Asked by Glenn Beck on his talk show on Friday -- a clip of which was posted to YouTube on Saturday and caught fire on the web on Monday -- Paul initially dodged the question, and then offered a lackluster answer.
"Um ... I'm here in Texas today to endorse Don Huffines. We got our signals crossed here,” he initially joked, to which Beck laughed.
He added: “Going back to Kentucky, because he asked me. He asked me when there was nobody else in the race and I said yes.”
Paul later clarified the reasoning behind his endorsement of the senator in a statement.
"Mitch McConnell is an important ally and a conservative voice in Washington for the people of Kentucky," Paul said. "The commonwealth is stronger because of his service and I look forward to continuing to work with him."
McConnell has looked to Paul's endorsement to provide him with some credibility within the conservative movement in his bid for reelection, where he faces a primary challenger, Matt Bevin, who’s drawing substantial attention and resources from the McConnell campaign.

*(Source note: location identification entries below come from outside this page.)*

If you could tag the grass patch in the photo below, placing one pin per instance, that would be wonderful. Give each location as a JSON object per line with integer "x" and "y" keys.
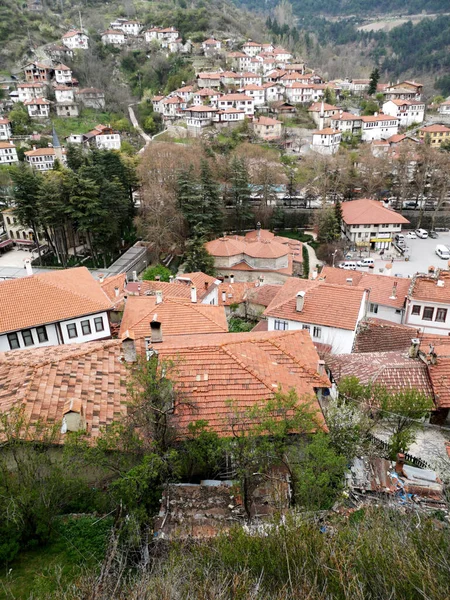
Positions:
{"x": 88, "y": 119}
{"x": 78, "y": 546}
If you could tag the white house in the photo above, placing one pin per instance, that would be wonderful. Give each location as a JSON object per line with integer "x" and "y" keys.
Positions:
{"x": 69, "y": 307}
{"x": 330, "y": 313}
{"x": 378, "y": 127}
{"x": 326, "y": 141}
{"x": 273, "y": 92}
{"x": 28, "y": 91}
{"x": 252, "y": 48}
{"x": 43, "y": 159}
{"x": 128, "y": 27}
{"x": 63, "y": 74}
{"x": 113, "y": 36}
{"x": 75, "y": 40}
{"x": 256, "y": 92}
{"x": 8, "y": 153}
{"x": 444, "y": 108}
{"x": 102, "y": 137}
{"x": 428, "y": 303}
{"x": 300, "y": 93}
{"x": 267, "y": 128}
{"x": 407, "y": 112}
{"x": 64, "y": 93}
{"x": 368, "y": 224}
{"x": 211, "y": 46}
{"x": 5, "y": 129}
{"x": 38, "y": 108}
{"x": 238, "y": 101}
{"x": 206, "y": 96}
{"x": 198, "y": 117}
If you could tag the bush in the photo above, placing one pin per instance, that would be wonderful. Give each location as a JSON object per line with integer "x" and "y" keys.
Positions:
{"x": 151, "y": 273}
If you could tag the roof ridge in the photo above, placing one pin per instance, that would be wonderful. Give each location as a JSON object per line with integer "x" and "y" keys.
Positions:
{"x": 41, "y": 277}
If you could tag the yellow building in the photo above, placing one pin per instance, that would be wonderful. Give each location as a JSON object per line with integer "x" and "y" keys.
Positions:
{"x": 435, "y": 134}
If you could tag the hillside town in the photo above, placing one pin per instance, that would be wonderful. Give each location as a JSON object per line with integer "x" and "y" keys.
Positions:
{"x": 190, "y": 306}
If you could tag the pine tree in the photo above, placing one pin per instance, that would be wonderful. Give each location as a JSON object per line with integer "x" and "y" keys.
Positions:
{"x": 239, "y": 193}
{"x": 374, "y": 79}
{"x": 211, "y": 218}
{"x": 197, "y": 257}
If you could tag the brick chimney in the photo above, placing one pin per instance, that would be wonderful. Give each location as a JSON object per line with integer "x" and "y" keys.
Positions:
{"x": 399, "y": 463}
{"x": 129, "y": 347}
{"x": 156, "y": 330}
{"x": 300, "y": 301}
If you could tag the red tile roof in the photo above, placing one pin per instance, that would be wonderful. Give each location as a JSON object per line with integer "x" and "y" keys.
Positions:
{"x": 244, "y": 367}
{"x": 425, "y": 287}
{"x": 49, "y": 297}
{"x": 43, "y": 380}
{"x": 381, "y": 286}
{"x": 369, "y": 212}
{"x": 176, "y": 317}
{"x": 324, "y": 304}
{"x": 394, "y": 370}
{"x": 377, "y": 335}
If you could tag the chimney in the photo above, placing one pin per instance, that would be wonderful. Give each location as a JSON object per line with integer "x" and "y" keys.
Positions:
{"x": 28, "y": 266}
{"x": 156, "y": 330}
{"x": 394, "y": 291}
{"x": 128, "y": 347}
{"x": 414, "y": 348}
{"x": 399, "y": 463}
{"x": 300, "y": 301}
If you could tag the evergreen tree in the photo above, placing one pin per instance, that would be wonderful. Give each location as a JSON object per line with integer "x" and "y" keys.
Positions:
{"x": 26, "y": 184}
{"x": 197, "y": 257}
{"x": 374, "y": 79}
{"x": 239, "y": 192}
{"x": 211, "y": 218}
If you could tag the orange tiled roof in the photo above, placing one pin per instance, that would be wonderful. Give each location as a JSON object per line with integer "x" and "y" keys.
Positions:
{"x": 43, "y": 380}
{"x": 49, "y": 297}
{"x": 375, "y": 335}
{"x": 425, "y": 287}
{"x": 325, "y": 304}
{"x": 369, "y": 212}
{"x": 394, "y": 370}
{"x": 381, "y": 286}
{"x": 244, "y": 367}
{"x": 176, "y": 317}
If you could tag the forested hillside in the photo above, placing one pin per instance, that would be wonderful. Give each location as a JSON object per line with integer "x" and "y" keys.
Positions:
{"x": 353, "y": 7}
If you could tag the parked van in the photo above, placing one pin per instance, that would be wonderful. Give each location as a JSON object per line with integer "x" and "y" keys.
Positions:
{"x": 399, "y": 239}
{"x": 366, "y": 262}
{"x": 442, "y": 251}
{"x": 348, "y": 266}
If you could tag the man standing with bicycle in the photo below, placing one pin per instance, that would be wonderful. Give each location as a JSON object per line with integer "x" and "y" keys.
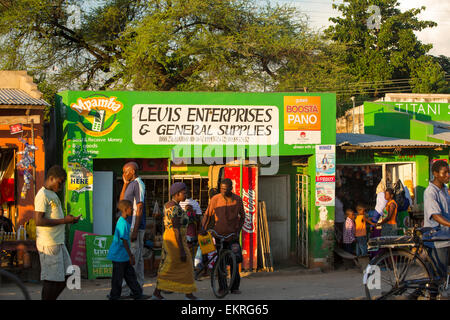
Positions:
{"x": 437, "y": 216}
{"x": 50, "y": 234}
{"x": 227, "y": 209}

Paul’s comments are the latest indication that McConnell doesn’t have the full-throated support of that constituency. The senator also brought on Paul’s former campaign manager, Jesse Benton, to head up his own campaign in an attempt to build bridges within the conservative movement and shore up support on his right flank in advance of the May primary.

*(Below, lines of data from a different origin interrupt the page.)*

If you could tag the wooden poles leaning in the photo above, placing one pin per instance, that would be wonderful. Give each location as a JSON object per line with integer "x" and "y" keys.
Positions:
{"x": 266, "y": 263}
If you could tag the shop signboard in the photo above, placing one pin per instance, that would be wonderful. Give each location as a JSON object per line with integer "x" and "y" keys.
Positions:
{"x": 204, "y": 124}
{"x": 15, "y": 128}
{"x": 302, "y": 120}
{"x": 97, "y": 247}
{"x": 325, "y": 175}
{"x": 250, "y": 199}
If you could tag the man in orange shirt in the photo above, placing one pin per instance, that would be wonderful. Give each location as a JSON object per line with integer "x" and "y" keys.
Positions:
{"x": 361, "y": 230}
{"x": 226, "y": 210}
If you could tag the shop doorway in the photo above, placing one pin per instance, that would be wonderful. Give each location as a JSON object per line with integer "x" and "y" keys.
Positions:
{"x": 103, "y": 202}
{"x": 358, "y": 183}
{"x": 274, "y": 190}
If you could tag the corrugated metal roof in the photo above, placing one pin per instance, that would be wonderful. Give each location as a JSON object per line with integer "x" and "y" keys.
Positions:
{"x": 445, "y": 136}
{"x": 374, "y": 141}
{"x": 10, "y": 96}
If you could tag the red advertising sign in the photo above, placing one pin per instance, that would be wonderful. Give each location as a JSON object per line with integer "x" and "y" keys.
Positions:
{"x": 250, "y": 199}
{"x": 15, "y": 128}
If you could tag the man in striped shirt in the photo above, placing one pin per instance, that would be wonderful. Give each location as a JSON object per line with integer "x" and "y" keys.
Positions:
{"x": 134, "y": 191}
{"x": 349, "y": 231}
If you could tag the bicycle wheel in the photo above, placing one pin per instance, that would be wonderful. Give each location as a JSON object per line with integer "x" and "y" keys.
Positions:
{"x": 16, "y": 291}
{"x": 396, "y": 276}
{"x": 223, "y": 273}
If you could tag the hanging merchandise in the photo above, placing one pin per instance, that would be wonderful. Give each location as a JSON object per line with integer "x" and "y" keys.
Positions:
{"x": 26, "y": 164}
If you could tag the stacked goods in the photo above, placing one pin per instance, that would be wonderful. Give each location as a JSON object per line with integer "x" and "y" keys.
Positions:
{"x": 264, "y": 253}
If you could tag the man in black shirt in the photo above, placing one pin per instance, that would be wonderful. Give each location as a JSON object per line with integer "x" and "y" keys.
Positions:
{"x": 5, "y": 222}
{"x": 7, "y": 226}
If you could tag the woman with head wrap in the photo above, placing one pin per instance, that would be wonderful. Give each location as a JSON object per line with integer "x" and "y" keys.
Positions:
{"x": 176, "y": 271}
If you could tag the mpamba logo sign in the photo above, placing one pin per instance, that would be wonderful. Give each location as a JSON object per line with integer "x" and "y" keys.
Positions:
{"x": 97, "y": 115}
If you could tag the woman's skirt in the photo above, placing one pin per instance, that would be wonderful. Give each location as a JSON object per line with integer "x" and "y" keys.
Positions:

But Benton made comments in a private conversation that he’s “sorta holding my nose for two years” in working with McConnell, which were recorded and ultimately went public in a damaging news cycle for the senator until he addressed them by making light of the situation with a photo of him standing alongside Benton while the latter pinched his nose.
Paul’s endorsement of McConnell has been seen by many political observers in Kentucky as Washington as the former conservative insurgent — who was actually opposed by McConnell in his 2010 Senate campaign — positioning himself to run for president in 2016, when he’ll need to expand his base of support outside of the libertarian wing of the party. McConnell’s backing could help him gain some credibility with the party establishment.
Despite the evident lukewarm support from conservatives, McConnell is favored to make it through the primary. He’s led Bevin in every public poll of the race by substantial double digits, most recently 26 points.
—This piece was updated at 6 p.m. to reflect clarification from Sen. Rand Paul.